Antes de unirse habían tenido sed de recorrer el mundo. Cuando todavía eran
sólo novios, se los había visto en Enghien, en Choisy-le-Roi, en Meudon, en
Clamart, en Montretout. Un día, incluso, llegaron hasta Saint-Germain.
En
Longjumeau, que les parecía una isla de Oceanía, ese furor de exploraciones
audaces, de aventuras por tierra y por mar, no había hecho sino exasperarse.
Su casa
estaba abarrotada de globos terráqueos y de planisferios ; poseían atlas
ingleses y atlas germánicos. Poseían, incluso, un mapa de la luna publicado en
Gotha bajo la dirección de un ignorante pretencioso llamado Justus Perthes.
Cuando
no hacían el amor, leían juntos las historias de navegantes famosos de las que
su biblioteca estaba exclusivamente llena; y no existía un diario de viajes, un
Tour du Monde o un Boletín de sociedad geográfica al que no estuviesen
suscriptos.
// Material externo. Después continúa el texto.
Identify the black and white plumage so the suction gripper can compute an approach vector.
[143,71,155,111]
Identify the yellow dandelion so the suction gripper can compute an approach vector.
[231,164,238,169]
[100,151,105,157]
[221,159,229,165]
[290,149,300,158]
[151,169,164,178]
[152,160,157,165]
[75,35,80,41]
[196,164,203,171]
Guías de trenes y folletos de agencias marítimas les llegaban sin
cesar.
Algo
que costará creer: sus maletas estaban siempre listas. Siempre estuvieron a
punto de partir, de emprender un interminable viaje a los países más lejanos,
más peligrosos e inexplorados.
Recibí
no menos de cuarenta telegramas anunciándome su inminente partida: hacia
Borneo, Tierra del Fuego, Nueva Zelandia o Groenlandia.
Incluso,
muchas veces, estuvieron a punto de hacerlo. Pero al fin no se marchaban; no se
marcharon nunca, porque no podían y no debían marcharse. Los átomos y las
moléculas se coaligaban para empujarlos hacia atrás.
Un día,
sin embargo, hace unos diez años, creyeron realmente que se evadían. Contra
toda esperanza, habían logrado subirse a un vagón de primera clase que debía
llevarlos a Versalles. ¡Liberación! Allí, sin duda, se rompería, al fin, el
círculo mágico.
El tren
se puso en marcha, pero ellos no se movieron. Se habían metido, naturalmente,
en un vagón destinado a permanecer en la estación. Había que recomenzarlo todo.
El
único viaje que no debía fallarles era, evidentemente, el que acaban,
desgraciadamente, de emprender; y su carácter bien conocido me induce a pensar
que no se prepararon a llevarlo a cabo sino temblando.